Spring cleaners with a stack of paperbacks they no longer want, but which they don’t want to throw out, should bring them to the Senior Center tonight from 5 to 7.
“Anybody can drop off anything,” Rose said, including magazines, CDs, video and audio cassettes, and greeting cards, along with books.
“That night, we set up loose categories, such as mysteries, home and garden, and children’s books,” she said.
When the doors open Saturday, from 10 a.m. to 1 p.m., visitors don’t actually have to swap items but may select from those available.
“We do ask that people take only two bags up until noon,” Rose said. “Between 12 and 1, we don’t care what you take.”

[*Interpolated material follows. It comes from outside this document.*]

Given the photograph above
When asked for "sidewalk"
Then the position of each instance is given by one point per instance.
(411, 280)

Anything that’s left over will be picked up by Goodwill, which will recycle what it can’t sell.
People may bring in items for the swap throughout the event, but dropping them off on Friday helps volunteers get organized, Rose said.
The book swap started six years ago and was held in several churches before finding a home at the Senior Center, at 5 Broad St.
Having a fixed address has allowed organizers to settle on dates in March and September for holding the event, which continues to grow in popularity.
“I would guess we had somewhere between 75 to 85 people in the beginning first few swaps,” Rose said. “At the last one, on Sept. 21, there were 487 people.
“They love it. People describe it as their favorite event of the year. We have regulars and volunteers that volunteer for every swap.”